Eddie Howe seemed baffled. When he was asked about Jack Wilshere’s omission from the England squad to face Germany and Lithuania, the Bournemouth manager said: “Am I surprised? Yes because of the quality of the player Jack is.”
Howe’s confusion would be a little easier to take at face value if Wilshere had been in the Bournemouth team recently. Instead, the Arsenal loanee was on the bench for their trip to Old Trafford at the start of March and after that creditable 1-1 draw, that was where he stayed for the next two games. Bournemouth won both of those, 3-2 against West Ham and 2-0 against Swansea.
Wilshere’s exclusion from the England squad and the Bournemouth team are not down to his spell on the south coast being disastrous. For the most part he has performed well in an inconsistent team and his spell on the bench could be explained by a small knock picked up against West Brom, and a tactical switch to a 4-4-2, for which other players have been deemed preferable.
“I want to play every minute, that is why I came here,” he said after the West Ham game. “But I have always been a team player. Wherever I have been it has been the team first — and last week they put in a good performance.”
He’s saying all the right things, but both omissions are another sign of a career that seems to be drifting. When he first arrived on the scene, a 16-year-old kid coming through the ranks at Arsenal, he was seen as the player England had been waiting for: a technically gifted passing midfielder who had a little spark and toughness, the sort that could control a game.
The hype had plenty to do with timing.
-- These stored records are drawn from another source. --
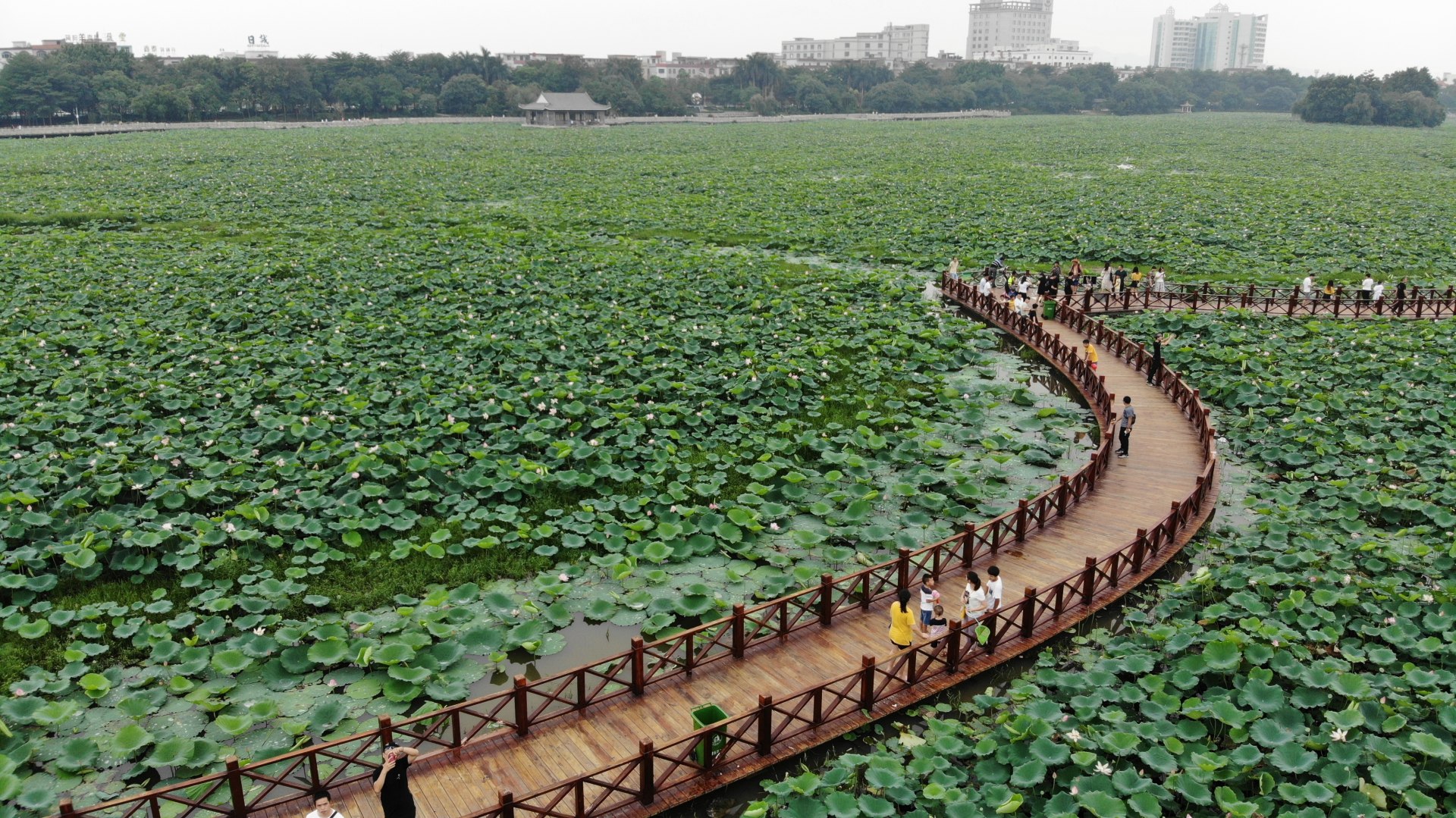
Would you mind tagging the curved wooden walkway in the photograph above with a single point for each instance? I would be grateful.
(1273, 302)
(617, 737)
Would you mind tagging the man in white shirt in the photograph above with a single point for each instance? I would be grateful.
(322, 807)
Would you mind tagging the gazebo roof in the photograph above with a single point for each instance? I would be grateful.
(565, 102)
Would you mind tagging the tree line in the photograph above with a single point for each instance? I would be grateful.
(95, 83)
(1410, 98)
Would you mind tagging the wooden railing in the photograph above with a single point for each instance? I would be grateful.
(243, 789)
(1274, 302)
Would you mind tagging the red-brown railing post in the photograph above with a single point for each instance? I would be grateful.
(235, 786)
(1028, 612)
(647, 782)
(523, 712)
(384, 732)
(313, 757)
(867, 683)
(764, 726)
(737, 631)
(1088, 580)
(952, 647)
(638, 667)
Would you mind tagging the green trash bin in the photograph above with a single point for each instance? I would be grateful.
(710, 745)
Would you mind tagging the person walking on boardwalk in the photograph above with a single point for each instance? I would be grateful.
(1125, 428)
(937, 626)
(973, 600)
(324, 807)
(929, 597)
(902, 622)
(993, 590)
(1155, 370)
(392, 782)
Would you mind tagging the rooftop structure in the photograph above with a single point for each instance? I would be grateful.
(999, 25)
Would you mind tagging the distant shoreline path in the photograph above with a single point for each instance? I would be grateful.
(47, 131)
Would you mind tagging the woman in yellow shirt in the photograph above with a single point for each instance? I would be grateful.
(902, 622)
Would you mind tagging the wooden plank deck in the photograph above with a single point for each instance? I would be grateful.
(1218, 302)
(1134, 494)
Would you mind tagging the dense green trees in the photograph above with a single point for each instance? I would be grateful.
(99, 85)
(1407, 98)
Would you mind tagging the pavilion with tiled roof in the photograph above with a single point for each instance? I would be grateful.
(563, 109)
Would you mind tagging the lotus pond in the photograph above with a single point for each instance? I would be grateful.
(264, 488)
(1304, 670)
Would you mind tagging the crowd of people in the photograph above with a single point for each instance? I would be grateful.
(1027, 291)
(977, 600)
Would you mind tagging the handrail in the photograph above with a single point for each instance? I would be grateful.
(1273, 302)
(755, 734)
(637, 670)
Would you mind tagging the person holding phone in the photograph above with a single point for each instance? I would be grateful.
(392, 782)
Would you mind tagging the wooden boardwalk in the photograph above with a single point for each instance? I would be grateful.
(1134, 494)
(632, 754)
(1270, 302)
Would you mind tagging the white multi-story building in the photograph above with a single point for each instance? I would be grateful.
(1057, 53)
(1218, 41)
(1172, 41)
(1003, 25)
(894, 45)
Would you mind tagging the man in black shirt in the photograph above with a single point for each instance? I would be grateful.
(392, 782)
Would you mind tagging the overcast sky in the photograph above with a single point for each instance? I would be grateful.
(1305, 36)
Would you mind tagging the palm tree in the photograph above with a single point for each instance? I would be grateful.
(761, 71)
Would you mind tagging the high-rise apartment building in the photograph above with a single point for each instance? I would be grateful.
(1218, 41)
(894, 45)
(1006, 25)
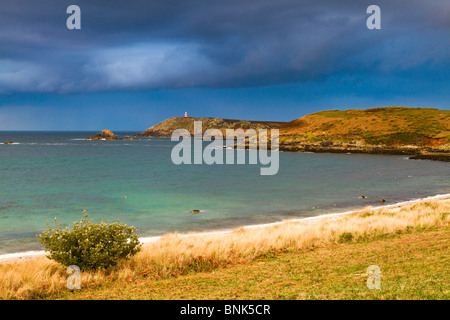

Wilshere, 25, made his Arsenal debut in 2008 and became a Premier League regular with Bolton in 2010, around the time when Spain and Barcelona were dominating international and club football with all the qualities the English felt they lacked.
Wilshere looked like the antidote to that, a boy who could do the best tiki-taka impression of anyone around at that time. But here we are nearly a decade later, and Wilshere’s career has felt unfulfilled, to this point a disappointment. Partly that is down to the litany of injuries he has suffered, to the point that he only made his 100th Premier League start in November this season, eight years after making his debut.
It’s also down to confusion, indecision and a lack of clarity about what sort of midfielder he is and what his best position is. For Arsenal, he would often play in a two or three-man midfield, occasionally out wide. England briefly tried to turn him into a deep-lying playmaker, a sort of imitation Andrea Pirlo. For Bournemouth, he’s broadly been a No.10, playing ahead of two players who would do much of the grubby work and behind a centre-forward.
But in none of those positions has he been entirely convincing. This season, for example, he is yet to register a goal and has only two assists. Very basic statistics, but you might expect more from a No.10. There are some who feel the tactical/injury explanations for his absence from the team are handy excuses, after a drop-off in form.
This lack of positional clarity could be the reason Southgate has decided he can do without Wilshere, who can play in several positions, all of which England have better or more in-form options for. It’s tricky not to also draw parallels with a fellow England absentee, Theo Walcott. These are both players that are expected to realise their potential any day now, but both have been around for too long to get away with that.
When he talked about him last week, Howe praised Wilshere, but also offered this qualifier: “I still feel there is a lot more to come as he continues to get back to his very highest levels.”
It’s not a stretch to read that as a sugar-coated explanation for his place out of the first XI.
The good news is that Wilshere’s situation with injuries is improving. Howe said: “The only question [about taking Wilshere] was his ability to play consecutive games for us, and keep fit,” but this season he’s been broadly free of injury, to the point that he’s been in the squad for every league game except those against his parent club, for which he’s ineligible.
All of which might be down to how Bournemouth have carefully managed his fitness, designing a painstaking training regime with the aim of preventing stress-related injuries.
“He’s a player who is prone to break down if the load is too high,” said club doctor Craig Roberts earlier this month.
“We were very strict on what he could and couldn’t do. Jack didn’t like it, because he just wanted to get out and train and play. We’ve got to a stage now where he is doing most of the sessions but we still are managing him in terms of how much he does.”
And yet, in some ways a return to fitness might prove to be bad news too. That was regarded as the key element holding his career back, the thing that if it could be solved would ensure he realised his promise. But if he’s been fit for the best part of a season, and his form still isn’t regarded as good enough for club nor country, what then? Will Arsenal want him back? One, perhaps harsh and reductive way to put it is this: would they want any other midfielder that can’t get into the Bournemouth team?
This might be just a blip, a coincidence that both Howe and Southgate decided they could do without him at around the same time.
But then again it might not be. Wilshere’s talent is clear, but at the moment that doesn’t seem to be enough.